Set Up NAS Archive Destination

Before configuring a NAS archive destination, ensure you have the following:

  • Each Data Lake node must have read/write permissions on the NAS mountpoint

  • Each Data Lake node must be included in its security group for accepted network traffic

  • Hostname or IP of the NAS endpoint

  • Mount path at the destination host

  • Destination must be in NFS v.4 filesystem format

  • Group and user IDs (gid and uid) for archive folders and directories must be 1000

To configure and enable an NAS archive destination:

  1. Navigate to SettingsData ManagementArchive.

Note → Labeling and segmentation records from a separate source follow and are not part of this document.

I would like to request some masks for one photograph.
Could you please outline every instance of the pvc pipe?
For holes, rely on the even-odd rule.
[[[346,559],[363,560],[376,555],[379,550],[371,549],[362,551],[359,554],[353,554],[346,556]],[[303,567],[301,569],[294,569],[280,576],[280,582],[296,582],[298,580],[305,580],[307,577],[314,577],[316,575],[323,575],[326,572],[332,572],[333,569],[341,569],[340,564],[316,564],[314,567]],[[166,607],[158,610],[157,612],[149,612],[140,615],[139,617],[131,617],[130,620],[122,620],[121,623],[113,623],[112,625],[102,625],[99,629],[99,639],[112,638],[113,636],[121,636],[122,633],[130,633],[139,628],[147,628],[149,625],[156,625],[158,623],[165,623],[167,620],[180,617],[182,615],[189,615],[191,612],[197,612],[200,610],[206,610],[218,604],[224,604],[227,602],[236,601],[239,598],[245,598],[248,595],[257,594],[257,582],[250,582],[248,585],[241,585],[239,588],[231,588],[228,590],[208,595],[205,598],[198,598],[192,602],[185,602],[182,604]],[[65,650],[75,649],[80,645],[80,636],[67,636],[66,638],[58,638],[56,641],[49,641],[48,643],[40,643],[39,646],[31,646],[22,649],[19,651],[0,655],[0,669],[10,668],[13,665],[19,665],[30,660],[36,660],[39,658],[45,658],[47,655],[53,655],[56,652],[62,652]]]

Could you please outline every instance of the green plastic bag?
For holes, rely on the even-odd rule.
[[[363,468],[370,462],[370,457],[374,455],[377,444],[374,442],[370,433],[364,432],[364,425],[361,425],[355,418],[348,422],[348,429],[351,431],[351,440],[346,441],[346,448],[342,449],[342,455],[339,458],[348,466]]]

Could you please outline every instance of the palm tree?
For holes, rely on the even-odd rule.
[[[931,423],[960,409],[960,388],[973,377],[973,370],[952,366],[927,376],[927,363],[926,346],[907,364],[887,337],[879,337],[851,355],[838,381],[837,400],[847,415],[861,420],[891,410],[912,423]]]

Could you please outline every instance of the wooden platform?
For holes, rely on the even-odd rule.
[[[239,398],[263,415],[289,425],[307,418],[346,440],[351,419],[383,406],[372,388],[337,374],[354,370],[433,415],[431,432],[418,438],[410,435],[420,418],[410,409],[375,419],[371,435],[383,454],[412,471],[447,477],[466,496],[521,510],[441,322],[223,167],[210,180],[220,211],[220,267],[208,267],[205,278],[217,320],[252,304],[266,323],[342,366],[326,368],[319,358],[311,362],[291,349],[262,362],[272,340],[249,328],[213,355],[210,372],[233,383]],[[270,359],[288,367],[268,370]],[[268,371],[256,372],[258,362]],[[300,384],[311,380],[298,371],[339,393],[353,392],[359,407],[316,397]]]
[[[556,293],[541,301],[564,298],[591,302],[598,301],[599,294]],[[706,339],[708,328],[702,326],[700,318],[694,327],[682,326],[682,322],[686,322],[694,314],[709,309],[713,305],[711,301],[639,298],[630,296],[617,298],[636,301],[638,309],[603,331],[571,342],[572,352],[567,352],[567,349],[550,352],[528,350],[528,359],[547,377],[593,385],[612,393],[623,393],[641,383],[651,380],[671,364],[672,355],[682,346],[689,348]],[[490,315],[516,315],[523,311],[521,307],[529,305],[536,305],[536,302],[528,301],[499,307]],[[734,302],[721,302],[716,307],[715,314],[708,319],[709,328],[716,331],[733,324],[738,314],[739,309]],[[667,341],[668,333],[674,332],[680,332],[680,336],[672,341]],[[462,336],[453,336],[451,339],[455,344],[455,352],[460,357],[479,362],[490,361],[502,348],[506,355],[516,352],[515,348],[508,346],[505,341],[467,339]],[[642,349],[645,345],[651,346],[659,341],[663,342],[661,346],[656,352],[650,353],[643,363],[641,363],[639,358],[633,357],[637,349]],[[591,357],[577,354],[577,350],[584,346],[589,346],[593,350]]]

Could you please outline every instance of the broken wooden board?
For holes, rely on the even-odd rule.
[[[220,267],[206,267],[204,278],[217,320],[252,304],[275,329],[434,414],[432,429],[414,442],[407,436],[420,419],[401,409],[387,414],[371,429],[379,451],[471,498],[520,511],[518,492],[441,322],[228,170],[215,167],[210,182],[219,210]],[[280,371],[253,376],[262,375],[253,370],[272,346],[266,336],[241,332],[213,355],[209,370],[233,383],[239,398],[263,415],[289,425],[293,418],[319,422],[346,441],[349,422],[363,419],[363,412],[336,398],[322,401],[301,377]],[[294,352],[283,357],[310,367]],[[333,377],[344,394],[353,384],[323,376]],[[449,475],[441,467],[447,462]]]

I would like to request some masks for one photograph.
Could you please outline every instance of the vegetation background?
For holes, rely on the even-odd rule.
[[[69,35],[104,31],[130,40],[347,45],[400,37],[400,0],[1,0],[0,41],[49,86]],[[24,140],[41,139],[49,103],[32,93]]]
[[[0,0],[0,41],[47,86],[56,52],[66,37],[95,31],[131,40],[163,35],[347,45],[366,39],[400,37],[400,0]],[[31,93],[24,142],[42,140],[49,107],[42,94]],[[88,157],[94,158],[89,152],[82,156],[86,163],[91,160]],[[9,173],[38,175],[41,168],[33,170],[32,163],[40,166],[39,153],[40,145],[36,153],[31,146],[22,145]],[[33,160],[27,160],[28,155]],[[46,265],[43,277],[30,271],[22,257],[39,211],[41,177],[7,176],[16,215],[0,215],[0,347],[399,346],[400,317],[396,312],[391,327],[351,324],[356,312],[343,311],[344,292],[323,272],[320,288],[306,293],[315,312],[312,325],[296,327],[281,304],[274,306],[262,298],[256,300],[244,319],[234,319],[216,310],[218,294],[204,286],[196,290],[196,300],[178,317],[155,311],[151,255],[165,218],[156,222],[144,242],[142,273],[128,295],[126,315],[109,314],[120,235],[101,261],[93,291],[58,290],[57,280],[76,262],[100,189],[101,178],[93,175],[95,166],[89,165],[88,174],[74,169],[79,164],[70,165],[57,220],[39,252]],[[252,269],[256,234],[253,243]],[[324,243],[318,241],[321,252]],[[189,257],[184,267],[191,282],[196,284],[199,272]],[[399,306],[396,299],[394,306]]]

    DL-DataManagement-Archive.png
  2. Click Add Archive.

  3. Select NAS.

    DL-Archive-DestinationTypeNAS.jpg
  4. Copy the prerequisite script displayed in the UI and then run it from the master node.

  5. Click NEXT to proceed to the configuration menu.

  6. Fill in the required fields.

    DL-Archive-NASConfigFields.jpg
  7. Click TEST CONNECTION.

  8. Once testing returns Test was successful!, click SAVE to apply the configuration.

Archive Destination Management for Exabeam Data Lake Logs

Hardware and Virtual Deployments Only

Assuming your Data Lake archive source and destination has been configured, this section details archive destination management, including steps to enable, edit, or delete your archive destination.

DL-Archive-ArchiveManagement-S3Enable.jpg
Enable Archiving

Once you have set up an archive destination, enable a destination for your archive and thereby activate the retention policy and archiving. Only destinations that are correctly configured will produce an actionable Enable toggle.

To enable archiving:

  1. Navigate to SettingsData ManagementArchive.

  2. If this is the initial setup, it is important to first click on “How to enable?” which will generate the following prompts.

    DL-ArchiveManagement-StepsToEnable.png
  3. You need to execute the commands via SSH to the master node host, if you meet any of the following conditions:

    1. Setting up the archive destination for the first time (for Archive purposes)

    2. Setting up the archive destination for the first time (for Restore purposes)

    3. AWS credentials were updated for this destination (for either Archive or Restore)

  4. After the above command finishes on the command line, you need to click How to enable? and follow its instructions to activate the archive destination. (This step is only needed for Archive. Please DO NOT enable this for Restore.)

    DL-Archive-ArchiveManagement-S3Enable.jpg
Edit Archive Destination

You may on occasion change the destination repository. Your archive NAS may be at maximum capacity and a new NAS is introduced, or your organization needs to use a different S3 bucket. If you do not have a destination already, use this menu to create one.

To edit an archive destination:

  1. Navigate to SettingsData ManagementArchive.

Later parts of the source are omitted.